Overall, researchers found that working mothers experience about 29 hours of mental labor — the thoughts and concerns that can impair performance — each week, compared with just 24 hours a week for working fathers. Of that time, they each spent 30 percent thinking about family matters.

Offer said she thinks societal expectations push mothers to assume the role of household managers and lead them to disproportionately address the less pleasant aspects of family care.

"I believe that what makes this type of mental labor an overall negative and stressful experience for mothers only is that they are the ones judged and held accountable for family-related matters," she said.

Researchers also found that while dads spent a greater percentage of their mental labor time thinking about work-related matters than mothers, thoughts and concerns about work were less likely to spillover outside the office among fathers. One-quarter of the time fathers engaged in job-specific mental labor, they did so in nonwork contexts, compared with 34 percent among mothers.

Since moms are the traditionally the ones who adjust their work schedule to meet family demands, they also feel extra stress of how they're performing as an employee, Offer said.

"Mothers may feel that they do not devote enough time to their job and have to 'catch up,' and, as a result, they are easily preoccupied with job-related matters outside the workplace," she said. "This illustrates the double burden — the pressure to be 'good' mothers and 'good' workers — that working moms experience."

Offer said she was surprised by the relatively low level of work-related spillover for fathers. She thought that in an organizational culture that requires workers to be accessible and available 24/7 no matter where they are, highly educated fathers holding professional and managerial positions would often be preoccupied with job matters when doing things such as housework or during their free time.

"It appears, however, that fathers are quite adept at leaving their work concerns behind and are better able to draw boundaries between work and home," Offer said. "I believe that fathers can afford to do that because someone else, namely their spouse, assumes the major responsibility for the household and child care."

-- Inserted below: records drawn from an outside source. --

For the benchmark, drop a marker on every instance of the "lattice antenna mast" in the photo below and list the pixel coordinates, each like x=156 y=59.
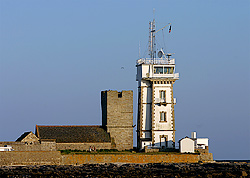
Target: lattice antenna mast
x=151 y=46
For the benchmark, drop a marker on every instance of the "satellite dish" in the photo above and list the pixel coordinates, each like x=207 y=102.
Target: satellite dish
x=160 y=54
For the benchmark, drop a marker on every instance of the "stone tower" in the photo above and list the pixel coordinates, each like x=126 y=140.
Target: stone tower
x=117 y=117
x=156 y=76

The study suggests that fathers need to take a greater role in family care to make mental labor less stressful for working mothers and ease the double burden that they experience, the researchers suggest.

"It is true that fathers today are more involved in childrearing and do more housework than in previous generations, but the major responsibility for the domestic realm continues to disproportionately fall on mothers' shoulders," Offer said. "This has to change."

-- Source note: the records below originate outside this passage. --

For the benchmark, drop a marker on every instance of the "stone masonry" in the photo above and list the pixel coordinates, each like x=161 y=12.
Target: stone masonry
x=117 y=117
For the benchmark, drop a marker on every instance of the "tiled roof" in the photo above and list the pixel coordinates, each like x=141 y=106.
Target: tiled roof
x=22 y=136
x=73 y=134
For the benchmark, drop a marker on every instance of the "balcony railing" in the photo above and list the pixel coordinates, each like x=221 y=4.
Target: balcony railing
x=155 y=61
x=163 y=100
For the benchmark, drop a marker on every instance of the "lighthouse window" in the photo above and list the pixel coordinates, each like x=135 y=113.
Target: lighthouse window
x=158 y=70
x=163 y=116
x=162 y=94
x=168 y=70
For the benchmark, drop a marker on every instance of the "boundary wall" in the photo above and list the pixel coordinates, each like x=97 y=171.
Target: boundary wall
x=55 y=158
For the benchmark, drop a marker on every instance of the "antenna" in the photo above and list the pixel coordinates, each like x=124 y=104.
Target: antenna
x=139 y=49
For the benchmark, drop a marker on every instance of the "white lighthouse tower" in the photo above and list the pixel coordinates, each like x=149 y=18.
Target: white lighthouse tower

Offer thinks that in order for this change to occur, dads must be encouraged, rather than penalized, for being more active in the domestic sphere.

"This encouragement should take place at the federal, state, and organizational levels by making it possible for fathers, for example, to leave work early, start work late, take time off from work, and take pauses during the work day to deal with family-related matters," she said. "I think that if fathers were able to do this without the fear of being viewed as less committed workers, they would assume greater responsibility at home, which would lead to greater gender equality."